Шрифт:
Интервал:
Закладка:
Всего на осадных батареях к середине июля было уже двести пять мортир, а на всех укреплениях Севастополя только тридцать, между тем как мортиры-то именно и решали судьбу укреплений и гарнизона. Но кроме введенных уже в действие, интервенты имели в запасе двести пятьдесят этих широкогорлых чудовищ и ожидали скорого получения еще четырехсот.
Между тем в противовес этим мортирам из арсенала Севастополя извлекались на свет божий такие старушки, которым стоять бы в музеях, а не глядеть бы в амбразуры. И если к последним дням июля доставлено было в Севастополь вместе с сорока тысячами пудов пороха еще и сто тысяч снарядов, то снаряды эти были не для орудий больших калибров, поэтому двухпудовые мортиры вынуждены были стоять без дела.
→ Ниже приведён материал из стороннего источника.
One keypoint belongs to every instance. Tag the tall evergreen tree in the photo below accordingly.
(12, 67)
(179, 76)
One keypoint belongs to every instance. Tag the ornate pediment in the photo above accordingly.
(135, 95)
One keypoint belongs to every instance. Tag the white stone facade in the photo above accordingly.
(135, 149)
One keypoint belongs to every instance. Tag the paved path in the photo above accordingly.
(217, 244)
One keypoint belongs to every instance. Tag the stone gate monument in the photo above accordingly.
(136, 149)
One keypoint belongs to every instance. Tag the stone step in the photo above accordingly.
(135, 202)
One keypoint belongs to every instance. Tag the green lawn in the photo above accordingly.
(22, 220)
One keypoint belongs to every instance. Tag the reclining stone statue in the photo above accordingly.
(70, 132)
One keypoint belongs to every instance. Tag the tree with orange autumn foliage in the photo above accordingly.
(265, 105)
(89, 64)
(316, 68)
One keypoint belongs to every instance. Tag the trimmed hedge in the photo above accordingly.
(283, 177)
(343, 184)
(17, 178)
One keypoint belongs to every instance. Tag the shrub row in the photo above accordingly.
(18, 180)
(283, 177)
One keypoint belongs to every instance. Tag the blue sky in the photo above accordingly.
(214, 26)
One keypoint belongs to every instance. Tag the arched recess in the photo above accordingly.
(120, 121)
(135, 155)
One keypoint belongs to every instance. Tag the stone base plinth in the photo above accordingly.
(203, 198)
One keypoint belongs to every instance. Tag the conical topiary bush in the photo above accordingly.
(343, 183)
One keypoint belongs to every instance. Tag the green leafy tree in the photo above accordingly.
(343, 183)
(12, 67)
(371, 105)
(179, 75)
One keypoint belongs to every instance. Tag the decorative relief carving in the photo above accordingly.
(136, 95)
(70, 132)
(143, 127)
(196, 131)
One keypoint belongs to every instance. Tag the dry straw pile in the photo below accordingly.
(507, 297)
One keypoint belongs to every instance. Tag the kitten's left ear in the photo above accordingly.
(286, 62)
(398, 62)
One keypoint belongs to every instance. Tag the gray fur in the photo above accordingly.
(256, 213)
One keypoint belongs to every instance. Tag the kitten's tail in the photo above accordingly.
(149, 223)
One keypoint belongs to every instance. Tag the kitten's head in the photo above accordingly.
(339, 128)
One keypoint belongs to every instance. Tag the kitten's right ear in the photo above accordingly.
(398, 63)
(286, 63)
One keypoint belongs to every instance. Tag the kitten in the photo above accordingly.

К новой бомбардировке и к новому общему штурму крепости союзники готовились теперь гораздо более тщательно, чем прежде. Теперь они были уже ближе к поставленной им задаче — вымостить Севастополь чугуном.
III
Теперь они были гораздо ближе и к русским веркам, чем когда-либо раньше. Почти по всей линии укреплений траншеи противника подходили на восемьдесят сажен, а местами и меньше того.
Поэтому очень большое число пуль из ежедневных пятнадцати тысяч проникало в город и реяло по всем его улицам, отыскивая, в кого бы впиться. Они влетали в дома, большая часть которых была с проломанными стенами, с разбитыми крышами, — так было к концу июля.
Батареи, установленные на бывших «Трех отроках», били теперь по городу, и если не целиком, то наполовину улицы были уже вымощены не ядрами даже, как в начале осады, а осколками разорвавшихся бомб и бомбами, которым не удалось разорваться.
Ночные вылазки гарнизона, как малые, так и большие, стали обычны для того, что по несколько раз в ночь производили их одни и те же команды охотников. Матрос Кошка, вернувшийся на третий бастион с корабля «Ягудиил», перестал уже и считать, во скольких вылазках пришлось ему участвовать, а удачливость его оказалась феноменальной. И хотя в одном из приказов по гарнизону граф Сакен требовал, чтобы «люди при отступлении по окончании вылазки не увлекались желанием принести какие-либо ничтожные трофеи, так как они не стоят жизни и одного храброго», — Кошка иначе и не смотрел на вылазку, как на возможность притащить неприятельский штуцер, а иногда два: штуцеры эти потом покупали у него офицеры.
К концу июля город был уже покинут теми, кто долго и упорно ютился в нем, надеясь кто на милость божью, кто на русское авось. Одними из последних покинули свой домишко на Малой Офицерской Зарубины.
Точнее, начал их покидать он; большой осколок снаряда сделал в стене зияющую брешь, а в комнате разрушил этажерку и книжный шкаф. По счастью, никого в это время не было дома.
Иван Ильич, когда Оля подала ему осколок, горестно покачал головой и сказал:
— Ну, значит, конец… Конец, и надо… надо нам всем… отправляться!..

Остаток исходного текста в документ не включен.